Jésus ! quelle hâte ! Pouvez-vous pas attendre un peu ? — Voyez-vous pas que je suis hors d’haleine ?
— Comment peux-tu être hors d’haleine quand il te reste assez d’haleine — pour me dire que tu es hors d’haleine ? — L’excuse que tu donnes à tant de délais — est plus longue à dire que le récit que tu t’excuses de différer. — Tes nouvelles sont-elles bonnes ou mauvaises ? Réponds à cela ; — réponds d’un mot, et j’attendrai les détails. — Édifie-moi : sont elles bonnes ou mauvaises ? —
Ma foi, vous avez fait là un pauvre choix : vous ne vous entendez pas à choisir un homme : Roméo, un homme ? non. Bien que son visage soit le plus beau visage qui soit, il a la jambe mieux faite que tout autre ; et pour la main, pour le pied, pour la taille, bien qu’il n’y ait pas grand chose à en dire, tout cela est incomparable… Il n’est pas la fleur de la courtoisie, pourtant je le garantis aussi doux qu’un agneau… Va ton chemin, fillette, sers Dieu… Ah çà ! avez-vous dîné ici ?
— Non, non… Mais je savais déjà tout cela. — Que dit-il de notre mariage ? Qu’est-ce qu’il en dit ?
— Seigneur que la tête me fait mal ! Quelle tête j’ai ! — Elle bat comme si elle allait tomber en vingt morceaux… — Et puis, d’un autre côté, mon dos… Oh ! mon dos ! mon dos ! — Méchant cœur que vous êtes de m’envoyer ainsi — pour attraper ma mort à galoper de tous côtés !
— En vérité, je suis fâchée que tu ne sois pas bien : — chère, chère, chère nourrice, dis-moi, que dit mon bien-aimé ?
Votre bien-aimé parle en gentilhomme loyal, — et courtois, et affable, et gracieux, — et, j’ose le dire, vertueux… Où est votre mère ?
— Où est ma mère ? Eh bien, elle est à la maison : — où veux-tu qu’elle soit ? Que tu réponds singulièrement ! — Votre bien-aimé parle en gentilhomme loyal, — où est votre mère ?
Oh ! Notre-Dame du bon Dieu ! — Êtes-vous à ce point brûlante ? Pardine, échauffez-vous encore : — est-ce là votre cataplasme pour mes pauvres os ? — Dorénavant, faites vos messages vous-même !

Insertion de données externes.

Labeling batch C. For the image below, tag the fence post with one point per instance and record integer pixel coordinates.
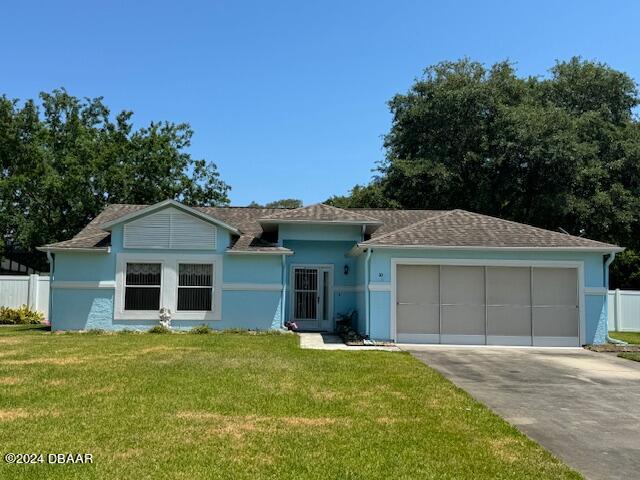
(616, 311)
(32, 296)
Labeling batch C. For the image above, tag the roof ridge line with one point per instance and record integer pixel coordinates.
(513, 222)
(420, 222)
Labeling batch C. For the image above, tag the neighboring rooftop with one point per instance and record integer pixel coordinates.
(387, 227)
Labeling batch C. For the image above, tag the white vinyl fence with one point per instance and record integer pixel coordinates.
(30, 290)
(624, 310)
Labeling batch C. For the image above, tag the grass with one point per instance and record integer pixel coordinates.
(629, 337)
(245, 406)
(635, 356)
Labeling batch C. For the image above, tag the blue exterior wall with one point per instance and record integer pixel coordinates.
(87, 308)
(594, 305)
(256, 308)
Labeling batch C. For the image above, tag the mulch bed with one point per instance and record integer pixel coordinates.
(610, 347)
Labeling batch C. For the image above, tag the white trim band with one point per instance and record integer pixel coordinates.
(348, 288)
(84, 285)
(596, 291)
(380, 287)
(253, 287)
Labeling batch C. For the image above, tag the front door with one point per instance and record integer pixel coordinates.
(311, 307)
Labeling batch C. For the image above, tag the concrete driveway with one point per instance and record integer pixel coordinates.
(582, 406)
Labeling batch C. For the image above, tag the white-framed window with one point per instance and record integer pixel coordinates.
(142, 286)
(195, 287)
(189, 285)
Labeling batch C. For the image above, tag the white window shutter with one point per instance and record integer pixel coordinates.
(170, 229)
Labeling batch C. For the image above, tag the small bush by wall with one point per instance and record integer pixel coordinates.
(20, 316)
(159, 329)
(201, 330)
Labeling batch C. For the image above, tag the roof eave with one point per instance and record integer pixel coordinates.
(258, 252)
(319, 222)
(613, 248)
(54, 249)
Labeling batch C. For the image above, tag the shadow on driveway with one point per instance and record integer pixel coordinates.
(582, 406)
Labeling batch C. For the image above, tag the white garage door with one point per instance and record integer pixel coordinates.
(487, 305)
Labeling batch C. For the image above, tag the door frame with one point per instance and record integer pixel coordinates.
(578, 265)
(320, 267)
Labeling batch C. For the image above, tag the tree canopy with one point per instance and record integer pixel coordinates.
(559, 152)
(65, 158)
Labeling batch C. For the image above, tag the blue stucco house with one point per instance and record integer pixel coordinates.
(419, 276)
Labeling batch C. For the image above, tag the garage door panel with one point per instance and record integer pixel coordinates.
(418, 284)
(555, 321)
(418, 318)
(463, 320)
(509, 320)
(555, 286)
(509, 286)
(462, 285)
(520, 300)
(520, 340)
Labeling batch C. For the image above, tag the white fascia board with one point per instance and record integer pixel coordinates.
(249, 252)
(319, 222)
(75, 249)
(168, 203)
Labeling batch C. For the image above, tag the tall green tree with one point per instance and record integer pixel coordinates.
(64, 159)
(561, 151)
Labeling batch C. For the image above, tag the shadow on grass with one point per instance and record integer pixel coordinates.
(24, 329)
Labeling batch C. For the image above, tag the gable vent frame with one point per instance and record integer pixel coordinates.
(170, 229)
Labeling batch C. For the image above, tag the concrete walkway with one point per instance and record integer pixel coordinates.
(582, 406)
(328, 341)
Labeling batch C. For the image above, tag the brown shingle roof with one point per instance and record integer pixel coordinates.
(455, 228)
(321, 213)
(459, 228)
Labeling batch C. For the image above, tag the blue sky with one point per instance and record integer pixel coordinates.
(288, 97)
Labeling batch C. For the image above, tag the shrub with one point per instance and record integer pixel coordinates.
(20, 316)
(201, 330)
(159, 329)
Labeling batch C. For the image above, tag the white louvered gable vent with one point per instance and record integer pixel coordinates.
(170, 229)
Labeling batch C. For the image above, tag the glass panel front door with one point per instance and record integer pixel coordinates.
(311, 297)
(305, 294)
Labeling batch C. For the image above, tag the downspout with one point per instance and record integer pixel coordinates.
(608, 262)
(283, 295)
(52, 266)
(366, 294)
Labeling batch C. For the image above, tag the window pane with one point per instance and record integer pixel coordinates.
(142, 298)
(143, 274)
(195, 275)
(198, 299)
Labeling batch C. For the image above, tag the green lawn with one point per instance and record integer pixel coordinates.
(244, 406)
(629, 337)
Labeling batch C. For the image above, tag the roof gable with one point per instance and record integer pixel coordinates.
(165, 205)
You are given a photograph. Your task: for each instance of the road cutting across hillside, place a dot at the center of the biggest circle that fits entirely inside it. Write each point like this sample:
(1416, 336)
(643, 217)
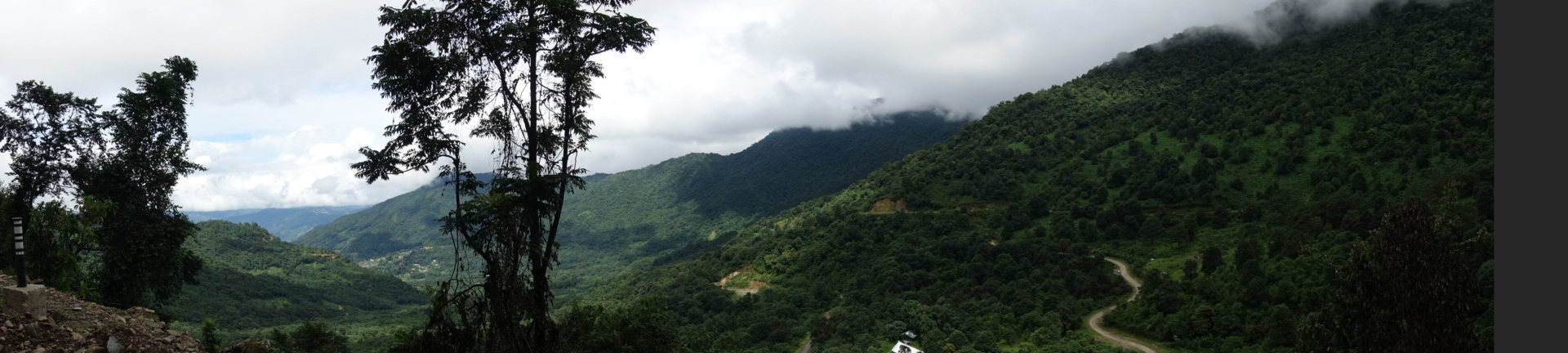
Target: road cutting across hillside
(1095, 320)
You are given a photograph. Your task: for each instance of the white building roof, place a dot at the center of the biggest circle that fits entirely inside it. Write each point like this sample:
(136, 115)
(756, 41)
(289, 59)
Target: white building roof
(902, 347)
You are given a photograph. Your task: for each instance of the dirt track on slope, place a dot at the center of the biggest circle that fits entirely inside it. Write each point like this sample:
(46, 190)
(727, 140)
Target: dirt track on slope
(1095, 320)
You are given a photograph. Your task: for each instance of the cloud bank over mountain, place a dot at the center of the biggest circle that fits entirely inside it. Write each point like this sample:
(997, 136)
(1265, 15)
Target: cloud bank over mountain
(284, 96)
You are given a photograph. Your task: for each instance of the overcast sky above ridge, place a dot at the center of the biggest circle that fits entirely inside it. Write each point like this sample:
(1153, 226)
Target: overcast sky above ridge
(284, 99)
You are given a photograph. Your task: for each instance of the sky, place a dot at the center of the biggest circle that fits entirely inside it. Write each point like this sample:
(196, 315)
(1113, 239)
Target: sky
(284, 101)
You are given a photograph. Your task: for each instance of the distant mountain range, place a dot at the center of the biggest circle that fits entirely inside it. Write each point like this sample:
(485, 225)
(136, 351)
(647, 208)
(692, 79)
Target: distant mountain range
(286, 223)
(637, 214)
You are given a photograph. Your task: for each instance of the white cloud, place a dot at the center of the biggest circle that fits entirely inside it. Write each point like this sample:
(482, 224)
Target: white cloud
(308, 167)
(284, 93)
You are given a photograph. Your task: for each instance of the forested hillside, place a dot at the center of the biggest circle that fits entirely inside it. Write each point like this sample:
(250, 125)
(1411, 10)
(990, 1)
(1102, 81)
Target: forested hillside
(286, 223)
(255, 281)
(1259, 190)
(630, 216)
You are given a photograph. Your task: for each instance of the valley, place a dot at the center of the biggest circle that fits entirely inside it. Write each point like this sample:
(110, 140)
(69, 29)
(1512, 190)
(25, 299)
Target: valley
(1327, 190)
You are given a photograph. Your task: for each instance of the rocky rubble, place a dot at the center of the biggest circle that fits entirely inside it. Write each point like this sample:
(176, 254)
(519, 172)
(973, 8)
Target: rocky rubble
(80, 327)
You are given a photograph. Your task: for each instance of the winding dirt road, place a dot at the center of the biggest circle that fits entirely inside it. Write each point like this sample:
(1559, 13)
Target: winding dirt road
(1095, 320)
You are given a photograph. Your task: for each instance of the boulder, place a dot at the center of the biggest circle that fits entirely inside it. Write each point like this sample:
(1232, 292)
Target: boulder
(25, 300)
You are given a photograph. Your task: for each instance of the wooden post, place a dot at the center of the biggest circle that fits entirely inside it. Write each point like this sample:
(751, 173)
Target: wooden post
(20, 261)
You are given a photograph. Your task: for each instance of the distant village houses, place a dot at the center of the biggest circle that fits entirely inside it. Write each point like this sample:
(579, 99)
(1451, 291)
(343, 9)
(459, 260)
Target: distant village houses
(903, 347)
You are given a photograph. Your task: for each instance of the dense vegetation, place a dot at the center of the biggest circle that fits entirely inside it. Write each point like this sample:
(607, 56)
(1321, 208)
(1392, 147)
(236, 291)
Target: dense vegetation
(286, 223)
(122, 244)
(639, 214)
(255, 283)
(1245, 173)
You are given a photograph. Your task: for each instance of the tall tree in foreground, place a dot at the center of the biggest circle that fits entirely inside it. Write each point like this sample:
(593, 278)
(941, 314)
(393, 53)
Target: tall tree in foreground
(136, 159)
(41, 129)
(1409, 291)
(518, 73)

— Que d’embarras !… Voyons, que dit Roméo ?
— Avez-vous la permission d’aller à confesse aujourd’hui ?
Oui.
— Eh bien, courez de ce pas à la cellule de frère Laurence : — un mari vous y attend pour faire de vous sa femme. — Ah bien ! voilà ce fripon de sang qui vous vient aux joues : — bientôt elles deviendront écarlates à la moindre nouvelle. — Courez à l’église ; moi, je vais d’un autre côté — chercher l’échelle par laquelle votre bien-aimé — doit grimper jusqu’au nid de l’oiseau, dès qu’il fera nuit noire. — C’est moi qui suis la bête de somme, et je m’épuise pour votre plaisir ; — mais, pas plus tard que ce soir, ce sera vous qui porterez le fardeau. — Allons je vais dîner ; courez vite à la cellule.
— Vite au bonheur suprême !… Honnête nourrice, adieu.